I have a demontek case with 4 80mm case fans. One case fan is different from the 3 others , this fan seems to to be grinding and not pumping as much air as the others. Every so Often my computer makes an extremely large whinning noise. At first i thought this was the fan grinding but it didnt seem to be because when i un hooked the fan it made the noise. I think that the computer is overheating. I noticed that when i opened the case and moved the power connector for the "fan in question"" it knocked out power to all 3 other fans. All in all im really confused/ frustrated. This only does it every so often and when i leave it off overnight it seems to be okay the next day. Im wondering if this one fan causes the others to short out and in turn over heat the mobo or short it out or something like this. Tommorow once it cools im gonna un hook the fan and see how it goes. IM basically wondering if you guys have some insight into this problem that i dont. IM not extremely experienced in computers. I also hope this is in the right forum.

http://www.tigerdirect.ca/applications/SearchTools/item-details.asp?EdpNo=1435578
http://www.powmax.com/Index.htm <--- i have 3 80mm blue LEd of those. (they work)

The fan in question is an 80mm yate loon fan.

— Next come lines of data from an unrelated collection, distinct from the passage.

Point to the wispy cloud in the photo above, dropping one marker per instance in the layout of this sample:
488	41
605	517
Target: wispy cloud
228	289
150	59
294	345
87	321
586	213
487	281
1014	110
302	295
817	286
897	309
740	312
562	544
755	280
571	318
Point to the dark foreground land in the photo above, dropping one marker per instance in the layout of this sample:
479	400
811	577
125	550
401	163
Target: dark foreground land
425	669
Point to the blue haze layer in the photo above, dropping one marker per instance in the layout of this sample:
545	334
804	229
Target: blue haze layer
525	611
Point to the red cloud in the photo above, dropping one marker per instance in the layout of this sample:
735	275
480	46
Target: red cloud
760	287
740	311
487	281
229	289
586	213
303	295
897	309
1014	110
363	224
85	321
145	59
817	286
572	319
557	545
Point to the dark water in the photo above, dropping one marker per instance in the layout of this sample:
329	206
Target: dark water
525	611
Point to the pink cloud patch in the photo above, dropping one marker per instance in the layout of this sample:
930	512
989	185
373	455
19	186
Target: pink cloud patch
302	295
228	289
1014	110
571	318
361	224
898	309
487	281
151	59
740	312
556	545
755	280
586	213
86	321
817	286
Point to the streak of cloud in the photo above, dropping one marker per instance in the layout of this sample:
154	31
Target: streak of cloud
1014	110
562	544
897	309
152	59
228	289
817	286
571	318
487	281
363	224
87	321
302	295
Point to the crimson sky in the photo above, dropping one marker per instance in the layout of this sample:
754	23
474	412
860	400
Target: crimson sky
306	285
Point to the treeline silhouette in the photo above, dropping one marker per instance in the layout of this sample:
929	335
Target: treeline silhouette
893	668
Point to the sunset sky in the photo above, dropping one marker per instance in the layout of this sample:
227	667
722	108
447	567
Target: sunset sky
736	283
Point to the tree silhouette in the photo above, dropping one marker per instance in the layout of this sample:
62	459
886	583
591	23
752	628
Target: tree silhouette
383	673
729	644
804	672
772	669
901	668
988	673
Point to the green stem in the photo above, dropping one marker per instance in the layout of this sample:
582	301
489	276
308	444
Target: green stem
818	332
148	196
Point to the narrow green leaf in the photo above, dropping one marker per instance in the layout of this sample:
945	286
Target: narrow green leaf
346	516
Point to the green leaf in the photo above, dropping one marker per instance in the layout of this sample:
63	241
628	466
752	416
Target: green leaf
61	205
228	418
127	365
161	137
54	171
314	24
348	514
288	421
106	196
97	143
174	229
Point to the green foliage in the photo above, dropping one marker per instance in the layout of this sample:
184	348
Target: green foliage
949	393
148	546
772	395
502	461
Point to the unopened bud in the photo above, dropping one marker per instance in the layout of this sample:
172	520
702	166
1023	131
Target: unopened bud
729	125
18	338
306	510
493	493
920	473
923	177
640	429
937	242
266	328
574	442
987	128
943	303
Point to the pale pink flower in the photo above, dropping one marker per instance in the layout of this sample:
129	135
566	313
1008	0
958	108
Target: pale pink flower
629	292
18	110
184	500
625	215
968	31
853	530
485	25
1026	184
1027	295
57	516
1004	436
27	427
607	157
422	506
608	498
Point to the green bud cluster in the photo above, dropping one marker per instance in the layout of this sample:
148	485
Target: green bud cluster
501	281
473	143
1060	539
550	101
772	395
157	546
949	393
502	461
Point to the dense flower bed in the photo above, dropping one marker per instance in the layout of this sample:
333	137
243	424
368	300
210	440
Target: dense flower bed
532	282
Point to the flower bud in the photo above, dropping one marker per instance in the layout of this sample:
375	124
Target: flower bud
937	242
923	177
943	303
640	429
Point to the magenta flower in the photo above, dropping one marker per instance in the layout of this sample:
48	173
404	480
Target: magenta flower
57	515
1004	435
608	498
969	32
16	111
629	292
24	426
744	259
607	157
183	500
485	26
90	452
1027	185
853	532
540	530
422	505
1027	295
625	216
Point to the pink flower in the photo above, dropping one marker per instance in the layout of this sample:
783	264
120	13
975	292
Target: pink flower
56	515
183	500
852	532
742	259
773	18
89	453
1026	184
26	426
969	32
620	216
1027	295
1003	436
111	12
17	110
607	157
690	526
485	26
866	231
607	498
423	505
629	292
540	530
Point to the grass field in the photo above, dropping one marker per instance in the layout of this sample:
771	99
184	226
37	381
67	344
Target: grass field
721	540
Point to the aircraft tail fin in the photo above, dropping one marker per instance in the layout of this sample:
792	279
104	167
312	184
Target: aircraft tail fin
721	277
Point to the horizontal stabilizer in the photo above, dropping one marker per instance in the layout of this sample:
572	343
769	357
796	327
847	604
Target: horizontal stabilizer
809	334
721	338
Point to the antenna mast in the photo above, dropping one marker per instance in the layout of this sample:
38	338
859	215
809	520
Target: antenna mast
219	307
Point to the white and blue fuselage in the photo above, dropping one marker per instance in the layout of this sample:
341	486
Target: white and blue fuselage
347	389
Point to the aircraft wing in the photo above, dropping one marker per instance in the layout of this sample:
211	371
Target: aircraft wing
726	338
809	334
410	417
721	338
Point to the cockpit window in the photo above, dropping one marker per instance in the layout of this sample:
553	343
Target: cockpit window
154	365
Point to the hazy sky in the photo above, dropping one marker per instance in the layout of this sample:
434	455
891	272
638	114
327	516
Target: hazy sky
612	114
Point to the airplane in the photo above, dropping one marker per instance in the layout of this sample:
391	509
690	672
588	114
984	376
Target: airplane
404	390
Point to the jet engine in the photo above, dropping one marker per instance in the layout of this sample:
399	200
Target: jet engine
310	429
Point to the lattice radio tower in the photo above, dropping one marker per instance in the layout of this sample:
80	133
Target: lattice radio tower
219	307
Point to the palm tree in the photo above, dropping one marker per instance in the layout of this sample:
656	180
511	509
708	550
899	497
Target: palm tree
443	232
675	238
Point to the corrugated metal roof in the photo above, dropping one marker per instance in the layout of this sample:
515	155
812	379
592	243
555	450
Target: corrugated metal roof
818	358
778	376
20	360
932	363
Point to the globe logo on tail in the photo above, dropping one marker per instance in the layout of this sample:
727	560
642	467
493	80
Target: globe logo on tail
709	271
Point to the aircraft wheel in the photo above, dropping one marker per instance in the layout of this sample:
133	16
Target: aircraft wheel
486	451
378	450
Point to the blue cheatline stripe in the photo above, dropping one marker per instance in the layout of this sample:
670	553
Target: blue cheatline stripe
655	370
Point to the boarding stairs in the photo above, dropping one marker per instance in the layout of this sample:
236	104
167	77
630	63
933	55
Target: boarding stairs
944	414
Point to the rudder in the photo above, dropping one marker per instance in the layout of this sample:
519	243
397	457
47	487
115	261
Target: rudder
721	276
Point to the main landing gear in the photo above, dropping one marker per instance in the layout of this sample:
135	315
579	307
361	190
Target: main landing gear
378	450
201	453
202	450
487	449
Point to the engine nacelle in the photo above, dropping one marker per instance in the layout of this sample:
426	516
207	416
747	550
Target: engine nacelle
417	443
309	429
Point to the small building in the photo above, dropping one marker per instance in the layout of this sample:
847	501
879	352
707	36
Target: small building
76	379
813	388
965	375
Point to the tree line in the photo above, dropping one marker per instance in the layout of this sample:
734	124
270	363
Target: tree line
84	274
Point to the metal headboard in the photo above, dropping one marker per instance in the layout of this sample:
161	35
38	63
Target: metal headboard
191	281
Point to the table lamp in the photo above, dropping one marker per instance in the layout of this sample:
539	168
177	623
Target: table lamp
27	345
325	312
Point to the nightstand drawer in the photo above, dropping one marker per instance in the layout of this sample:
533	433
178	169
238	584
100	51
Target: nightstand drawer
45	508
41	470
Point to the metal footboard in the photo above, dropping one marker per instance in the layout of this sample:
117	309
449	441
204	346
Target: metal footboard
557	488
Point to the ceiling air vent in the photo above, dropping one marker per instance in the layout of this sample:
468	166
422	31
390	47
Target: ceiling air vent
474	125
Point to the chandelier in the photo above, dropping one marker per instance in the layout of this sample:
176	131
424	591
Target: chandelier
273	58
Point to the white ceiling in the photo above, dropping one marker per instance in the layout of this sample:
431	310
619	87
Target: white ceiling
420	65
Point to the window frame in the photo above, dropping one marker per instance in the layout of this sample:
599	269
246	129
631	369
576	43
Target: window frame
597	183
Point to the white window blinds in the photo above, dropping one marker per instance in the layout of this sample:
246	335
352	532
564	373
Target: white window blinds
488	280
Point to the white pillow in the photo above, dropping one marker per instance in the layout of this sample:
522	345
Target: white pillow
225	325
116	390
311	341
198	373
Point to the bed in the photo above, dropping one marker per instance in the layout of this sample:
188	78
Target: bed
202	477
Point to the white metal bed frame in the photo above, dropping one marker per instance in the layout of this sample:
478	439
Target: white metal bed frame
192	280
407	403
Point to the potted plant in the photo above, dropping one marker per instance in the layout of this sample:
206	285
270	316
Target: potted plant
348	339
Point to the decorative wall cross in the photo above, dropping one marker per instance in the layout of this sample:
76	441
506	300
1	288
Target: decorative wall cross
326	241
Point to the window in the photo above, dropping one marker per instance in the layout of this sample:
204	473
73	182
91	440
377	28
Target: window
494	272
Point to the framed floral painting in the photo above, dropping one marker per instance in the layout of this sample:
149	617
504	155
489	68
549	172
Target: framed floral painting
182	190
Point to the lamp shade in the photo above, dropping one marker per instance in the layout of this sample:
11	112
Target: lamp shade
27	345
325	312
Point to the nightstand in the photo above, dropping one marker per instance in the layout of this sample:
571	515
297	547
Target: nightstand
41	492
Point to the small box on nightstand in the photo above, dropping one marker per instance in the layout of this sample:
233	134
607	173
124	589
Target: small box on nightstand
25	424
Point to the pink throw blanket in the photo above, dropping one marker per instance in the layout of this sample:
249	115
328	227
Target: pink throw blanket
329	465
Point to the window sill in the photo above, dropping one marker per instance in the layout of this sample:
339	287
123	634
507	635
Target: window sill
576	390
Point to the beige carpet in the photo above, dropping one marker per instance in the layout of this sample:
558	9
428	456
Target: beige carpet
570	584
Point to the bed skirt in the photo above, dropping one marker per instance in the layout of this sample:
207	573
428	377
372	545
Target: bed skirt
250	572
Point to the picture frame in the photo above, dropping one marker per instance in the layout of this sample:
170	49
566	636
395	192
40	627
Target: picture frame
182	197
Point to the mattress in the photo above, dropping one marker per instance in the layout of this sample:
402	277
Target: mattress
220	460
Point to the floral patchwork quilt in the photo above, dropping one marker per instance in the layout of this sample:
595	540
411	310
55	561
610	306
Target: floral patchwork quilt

any help would be greatly aprecciated. if this is in the wrong forum can a mod please move it.

thanks alot

mullet


----------



## jamoley (Sep 15, 2005)

quite simply the fan could be knackered, pop out to maplins or even pc world and pick up a new one the same size and try it out, fans are cheap out only bout 7 or 8 euro, one or two of my old fans gave up, so i just replaced em and now my pc whispers


----------



## Doby (Jan 17, 2006)

I had a customers computer one I built have that "extremely large whining noise" and it was intermittent, turned out to be a case fan so unplug each fan one at a time till you find it.

Unplug only case fans no others.

Maybe the case fans are all pluged into one another for power that is why when you moved the one plug they all went out


----------